Esta cidade é demasiadamente grande. Olhei com o coração exausto de tantos slides para o fim dessa Radial Leste, que na verdade não existia. Não tem fim. São Paulo não tem fim. Pensei em todas essas pessoas consumidas completamente pelo medo, pensei no medo que eu sinto, no medo que eu nego.

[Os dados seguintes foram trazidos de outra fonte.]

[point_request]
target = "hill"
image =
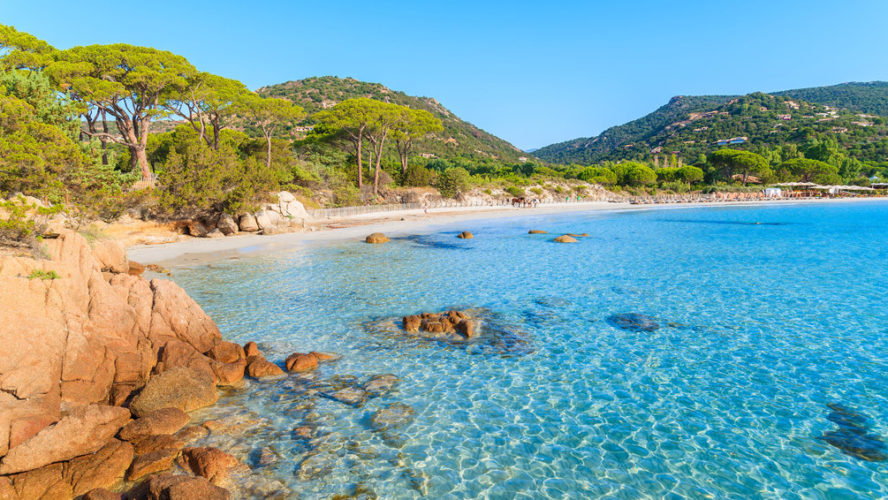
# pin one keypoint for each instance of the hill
(459, 138)
(869, 98)
(694, 125)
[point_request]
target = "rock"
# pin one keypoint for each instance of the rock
(565, 239)
(303, 432)
(266, 219)
(191, 433)
(466, 328)
(162, 421)
(7, 491)
(394, 415)
(228, 352)
(633, 322)
(180, 387)
(226, 225)
(248, 224)
(412, 323)
(211, 463)
(230, 374)
(299, 362)
(85, 429)
(259, 367)
(176, 354)
(377, 238)
(170, 487)
(159, 442)
(196, 228)
(251, 349)
(379, 385)
(103, 469)
(149, 463)
(100, 494)
(349, 395)
(175, 316)
(135, 269)
(46, 482)
(111, 256)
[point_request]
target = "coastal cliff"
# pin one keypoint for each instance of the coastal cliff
(80, 339)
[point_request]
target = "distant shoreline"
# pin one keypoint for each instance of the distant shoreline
(196, 251)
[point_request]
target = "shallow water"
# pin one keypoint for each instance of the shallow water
(764, 315)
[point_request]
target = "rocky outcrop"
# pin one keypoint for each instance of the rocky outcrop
(97, 338)
(181, 387)
(377, 238)
(248, 223)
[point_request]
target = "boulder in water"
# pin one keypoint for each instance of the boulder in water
(565, 239)
(394, 415)
(633, 322)
(377, 238)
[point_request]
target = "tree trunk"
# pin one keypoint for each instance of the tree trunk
(268, 151)
(358, 145)
(139, 159)
(104, 139)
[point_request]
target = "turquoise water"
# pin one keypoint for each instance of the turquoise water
(766, 315)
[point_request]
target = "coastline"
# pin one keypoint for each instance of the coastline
(400, 223)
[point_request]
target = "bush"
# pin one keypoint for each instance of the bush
(515, 191)
(418, 176)
(453, 181)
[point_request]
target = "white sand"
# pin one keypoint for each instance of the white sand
(201, 250)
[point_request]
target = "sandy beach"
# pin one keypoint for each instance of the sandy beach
(201, 250)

Quando cheguei perto do shopping e vi que um pedaço da calçada estava vazio de novo pensei "puta que pariu esses seguranças... o pior é o rebanho que sai mesmo", porque os seguranças do shopping inventaram uma história, que não pode ficar naquela calçada -reparem que a calçada é pública, mesmo a do shopping, eles ainda não têm direito de isolá-las-, e os integrantes daquele grupo gigantesco, composto por principalmente gays, lésbicas e simpatizantes, obedecem direitinho conforme o pedido, quer dizer, conforme o obrigado. É quase obrigado sim, porque se você resiste, acaba sozinho na calçada, visto como subvertor pelos funcionários do shopping e isolado do grupo.

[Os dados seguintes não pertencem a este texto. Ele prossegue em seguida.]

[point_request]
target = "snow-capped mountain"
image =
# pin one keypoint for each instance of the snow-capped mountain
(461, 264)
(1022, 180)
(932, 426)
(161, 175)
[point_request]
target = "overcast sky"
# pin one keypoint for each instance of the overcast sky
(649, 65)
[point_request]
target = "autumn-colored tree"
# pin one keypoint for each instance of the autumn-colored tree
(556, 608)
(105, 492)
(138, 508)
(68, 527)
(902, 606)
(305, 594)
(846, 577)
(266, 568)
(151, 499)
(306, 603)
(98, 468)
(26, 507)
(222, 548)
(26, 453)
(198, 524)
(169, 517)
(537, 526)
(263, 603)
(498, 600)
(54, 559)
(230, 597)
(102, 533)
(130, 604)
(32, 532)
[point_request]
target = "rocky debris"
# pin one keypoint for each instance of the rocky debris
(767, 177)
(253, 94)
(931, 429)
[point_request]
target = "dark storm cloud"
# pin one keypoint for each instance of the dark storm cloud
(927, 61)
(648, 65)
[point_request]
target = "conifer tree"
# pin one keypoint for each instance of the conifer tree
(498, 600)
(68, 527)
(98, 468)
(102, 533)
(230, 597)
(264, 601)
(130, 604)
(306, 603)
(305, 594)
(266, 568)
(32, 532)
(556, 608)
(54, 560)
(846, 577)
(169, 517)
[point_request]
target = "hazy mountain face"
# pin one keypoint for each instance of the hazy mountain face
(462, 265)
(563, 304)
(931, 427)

O shopping Tatuapé tomou várias providências em relação ao encontro que acontece toda segunda-feira há um bom tempo em uma de suas fachadas. A maioria delas é recente. Por causa da aglomeração de pessoas, os seguranças foram instruídos para dispersarem o grupo dentro do shopping, de forma a não obstruírem a passagem dos consumidores em potencial -como se os próprios homossexuais não fossem consumidores em potencial também. No pátio da fachada onde ocorre o encontro iniciou-se uma reforma. Uma reforma que nunca tem continuidade. Isso deslocou parte da massa do encontro para a calçada, pois a passagem entre a porta automática do shopping e a calçada também passou a contar com um chato anti-obstrução. Só que esse chato anti-obstrução só foi necessário pois a) as pessoas não podem ficar estáticas dentro do shopping, b) o pátio foi cercado para uma reforma infinita, c) as pessoas não podem ficar estáticas dentro do shopping e atrapalhar ou ofender a saída dos consumidores em potencial pedestres do shopping.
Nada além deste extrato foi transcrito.